The vulnerability is a symlink traversal flaw in the agents.create and agents.update handlers, where a file channel append operation is performed on an IDENTITY.md file without checking if the target is a symbolic link. An attacker with access to a workspace can create a symlink that points to any file on the system. When the application appends data to IDENTITY.md, the symlink causes attacker-controlled content to be written to the target file. This can be leveraged for malicious modifications such as injecting commands into crontab entries or adding unauthorized SSH keys, leading to remote code execution. The weakness maps to CWE‑61, a subcategory of path traversal.

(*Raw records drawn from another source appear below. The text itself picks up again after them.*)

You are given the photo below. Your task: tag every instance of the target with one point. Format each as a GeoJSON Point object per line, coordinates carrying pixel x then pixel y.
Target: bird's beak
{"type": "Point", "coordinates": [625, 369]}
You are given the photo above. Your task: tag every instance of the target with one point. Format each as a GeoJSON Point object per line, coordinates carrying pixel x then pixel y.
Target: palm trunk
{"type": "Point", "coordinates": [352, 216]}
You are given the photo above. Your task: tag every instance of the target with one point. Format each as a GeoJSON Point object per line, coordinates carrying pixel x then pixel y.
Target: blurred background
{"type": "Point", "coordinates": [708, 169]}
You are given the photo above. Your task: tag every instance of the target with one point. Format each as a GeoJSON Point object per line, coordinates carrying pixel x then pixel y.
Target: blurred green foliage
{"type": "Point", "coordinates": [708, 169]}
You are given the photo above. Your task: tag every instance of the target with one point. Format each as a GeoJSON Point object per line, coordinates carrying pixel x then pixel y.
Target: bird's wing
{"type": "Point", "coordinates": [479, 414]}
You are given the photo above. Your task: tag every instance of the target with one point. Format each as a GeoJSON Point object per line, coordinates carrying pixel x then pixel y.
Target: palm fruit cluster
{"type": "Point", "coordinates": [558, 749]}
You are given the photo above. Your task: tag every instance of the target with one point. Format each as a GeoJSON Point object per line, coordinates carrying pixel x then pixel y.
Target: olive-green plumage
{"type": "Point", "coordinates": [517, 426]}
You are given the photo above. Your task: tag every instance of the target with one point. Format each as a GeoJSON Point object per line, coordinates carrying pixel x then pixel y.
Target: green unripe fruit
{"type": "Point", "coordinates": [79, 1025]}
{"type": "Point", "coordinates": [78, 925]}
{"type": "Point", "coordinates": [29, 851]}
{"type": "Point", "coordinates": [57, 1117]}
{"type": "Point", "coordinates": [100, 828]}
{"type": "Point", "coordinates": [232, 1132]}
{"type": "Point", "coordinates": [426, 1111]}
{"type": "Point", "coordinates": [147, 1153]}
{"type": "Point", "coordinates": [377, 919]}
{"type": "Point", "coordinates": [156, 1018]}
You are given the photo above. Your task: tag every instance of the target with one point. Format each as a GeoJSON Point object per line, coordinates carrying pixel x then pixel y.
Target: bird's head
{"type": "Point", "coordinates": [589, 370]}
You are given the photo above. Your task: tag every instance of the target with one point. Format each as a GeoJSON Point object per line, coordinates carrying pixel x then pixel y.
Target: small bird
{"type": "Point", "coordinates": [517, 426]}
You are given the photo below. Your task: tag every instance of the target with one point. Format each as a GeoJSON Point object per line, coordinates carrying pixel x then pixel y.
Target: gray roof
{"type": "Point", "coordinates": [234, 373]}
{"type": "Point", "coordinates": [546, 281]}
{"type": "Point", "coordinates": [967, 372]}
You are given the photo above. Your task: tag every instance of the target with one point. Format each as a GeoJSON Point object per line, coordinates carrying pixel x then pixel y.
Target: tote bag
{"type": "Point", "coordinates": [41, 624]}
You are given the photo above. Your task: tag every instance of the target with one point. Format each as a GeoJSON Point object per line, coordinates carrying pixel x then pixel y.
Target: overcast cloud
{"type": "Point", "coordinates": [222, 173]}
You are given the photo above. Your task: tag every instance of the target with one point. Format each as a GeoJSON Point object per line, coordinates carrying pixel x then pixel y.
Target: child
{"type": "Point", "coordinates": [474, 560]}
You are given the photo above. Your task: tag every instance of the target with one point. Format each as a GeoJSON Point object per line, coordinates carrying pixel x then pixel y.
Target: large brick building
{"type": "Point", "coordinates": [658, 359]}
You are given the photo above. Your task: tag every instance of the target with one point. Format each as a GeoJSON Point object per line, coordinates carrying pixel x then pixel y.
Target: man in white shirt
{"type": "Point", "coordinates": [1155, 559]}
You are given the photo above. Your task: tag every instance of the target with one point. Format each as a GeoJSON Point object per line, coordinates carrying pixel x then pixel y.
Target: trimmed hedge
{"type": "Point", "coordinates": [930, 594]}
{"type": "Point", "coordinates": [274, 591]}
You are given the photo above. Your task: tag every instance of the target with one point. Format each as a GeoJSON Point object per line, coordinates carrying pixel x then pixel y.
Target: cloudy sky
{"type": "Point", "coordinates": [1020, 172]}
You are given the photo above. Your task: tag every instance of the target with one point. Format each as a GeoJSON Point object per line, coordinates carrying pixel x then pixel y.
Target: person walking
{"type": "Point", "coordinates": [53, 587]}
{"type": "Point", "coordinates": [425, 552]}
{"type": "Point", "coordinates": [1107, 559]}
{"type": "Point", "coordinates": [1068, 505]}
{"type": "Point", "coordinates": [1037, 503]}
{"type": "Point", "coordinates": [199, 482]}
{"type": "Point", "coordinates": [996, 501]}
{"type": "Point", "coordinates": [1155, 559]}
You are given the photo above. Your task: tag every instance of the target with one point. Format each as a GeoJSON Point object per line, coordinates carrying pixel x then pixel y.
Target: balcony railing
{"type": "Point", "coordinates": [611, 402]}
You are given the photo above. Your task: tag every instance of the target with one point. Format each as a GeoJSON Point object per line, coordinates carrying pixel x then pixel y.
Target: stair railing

OpenClaw software up through version 2026.2.22 is affected. The flaw exists in the agents component of the product. Vendors and system administrators should verify that their deployment is not running a version older than 2026.2.22.

The CVSS base score is 6.9, indicating a medium severity with notable impact. No EPSS score is available, so current exploit prevalence is unknown, but the vulnerability is not listed in the CISA KEV catalog. Attackers would need workspace access to create the malicious symlink, making privilege or access control a key prerequisite. If such access is granted, the resulting path traversal can write to arbitrary files, leading to complete compromise of the host. Given the potential for remote code execution and the moderate severity rating, the risk is considered significant for exposed deployments.